I acknowledge you at least reading through it again, which is good (thanks). You've fairly accurately represented two of those positions, but not the others. This is a problem with trying to paraphrase rather than quote.
"It is irrelevant whether governments can print money or have to borrow it" (these questions are irrelevent to the argument for fractional versus full reserve lending, not irrelevant to everything), "Only base money is real money." (never said) and "Bank loans are backed by deposits, not the borrower's promissory note (nor the collateral that the borrower might have pledged to back up the promissory note)" (not said), and that "Banks lend money that has been deposited. They don't lend from their reserves" is semantic to the economic effects of fractional reserve lending.
I think the moral issue is the central one to most argument about this, and meeting the needs of the public is a moral issue.
Fans of full reserve banking believe (wrongly IMO) that they are asserting a moral right to prevent certain transactions from occurring, which they probably believe are a net harm to the public interest, and which they frequently also confuse/conflate with government transactions (of course nothing in higher-velocity-money (EG MZM) multiplication is an act of the government or the central bank).

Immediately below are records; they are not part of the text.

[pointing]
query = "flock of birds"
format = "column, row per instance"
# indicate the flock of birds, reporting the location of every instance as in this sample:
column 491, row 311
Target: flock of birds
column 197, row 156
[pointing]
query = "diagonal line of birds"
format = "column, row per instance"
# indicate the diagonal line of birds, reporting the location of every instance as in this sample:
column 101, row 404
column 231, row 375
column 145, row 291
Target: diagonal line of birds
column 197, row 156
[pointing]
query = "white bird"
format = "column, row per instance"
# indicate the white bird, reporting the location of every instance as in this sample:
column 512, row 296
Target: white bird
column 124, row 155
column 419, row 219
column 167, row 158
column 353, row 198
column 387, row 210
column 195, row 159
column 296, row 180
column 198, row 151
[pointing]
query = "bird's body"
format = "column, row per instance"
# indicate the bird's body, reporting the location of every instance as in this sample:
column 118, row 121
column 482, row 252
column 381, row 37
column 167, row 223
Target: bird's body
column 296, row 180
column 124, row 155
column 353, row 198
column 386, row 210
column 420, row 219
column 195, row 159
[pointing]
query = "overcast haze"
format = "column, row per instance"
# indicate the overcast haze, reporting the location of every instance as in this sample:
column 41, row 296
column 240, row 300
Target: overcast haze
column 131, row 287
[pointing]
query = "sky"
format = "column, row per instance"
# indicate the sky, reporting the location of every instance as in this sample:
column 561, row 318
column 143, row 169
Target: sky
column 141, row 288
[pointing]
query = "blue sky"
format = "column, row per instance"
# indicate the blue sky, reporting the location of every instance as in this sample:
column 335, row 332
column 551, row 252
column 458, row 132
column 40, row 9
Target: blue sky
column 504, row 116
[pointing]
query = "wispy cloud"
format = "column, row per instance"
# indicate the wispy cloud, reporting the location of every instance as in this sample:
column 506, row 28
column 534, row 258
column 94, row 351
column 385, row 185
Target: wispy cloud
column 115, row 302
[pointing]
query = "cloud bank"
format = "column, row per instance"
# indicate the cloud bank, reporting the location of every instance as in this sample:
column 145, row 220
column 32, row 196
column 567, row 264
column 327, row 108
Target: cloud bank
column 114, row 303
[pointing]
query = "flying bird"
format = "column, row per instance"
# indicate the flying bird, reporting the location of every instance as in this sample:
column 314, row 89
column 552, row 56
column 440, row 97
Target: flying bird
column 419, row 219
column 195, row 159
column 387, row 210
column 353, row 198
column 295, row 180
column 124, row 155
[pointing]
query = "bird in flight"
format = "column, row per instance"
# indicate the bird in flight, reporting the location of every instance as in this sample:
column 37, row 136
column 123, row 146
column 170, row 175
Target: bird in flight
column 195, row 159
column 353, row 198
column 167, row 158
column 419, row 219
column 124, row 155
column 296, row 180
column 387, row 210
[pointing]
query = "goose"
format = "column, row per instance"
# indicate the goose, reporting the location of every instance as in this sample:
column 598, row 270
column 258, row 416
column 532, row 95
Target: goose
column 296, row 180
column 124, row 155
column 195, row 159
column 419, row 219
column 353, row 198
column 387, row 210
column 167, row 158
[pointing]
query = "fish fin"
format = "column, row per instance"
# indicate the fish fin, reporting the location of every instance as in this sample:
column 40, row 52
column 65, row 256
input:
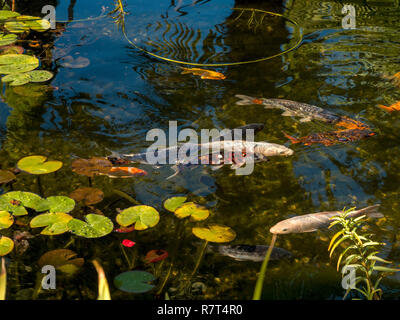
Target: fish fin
column 244, row 100
column 292, row 139
column 390, row 109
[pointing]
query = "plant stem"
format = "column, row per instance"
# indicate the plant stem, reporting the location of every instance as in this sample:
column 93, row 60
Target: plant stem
column 263, row 270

Advocates of fractional reserve lending believe that the moral right for voluntary transactions between private agents to occur (as in all forms of leverage, derivatives and forward purchases/sales) generally supersedes the desire to circumscribe them (and those who desire this should have a high burden of proof to show net damage), and that credit multiplication is an age-old innovation that permeates the financial system and is practised approximately everywhere because it provides substantial benefit to the public interest.
To boil it down simply to the ethics of freedom/liberty, full reserve lending is assuredly on the authoritarian side of fractional. This is generally not acknowledged by its supporters, who IMO cloak their position as being in some way anti-authority (state, banks) but who fail to convince on this. That alone is a stong count against it in my view, before getting to the matter of social benefit versus damage, in which it fails further.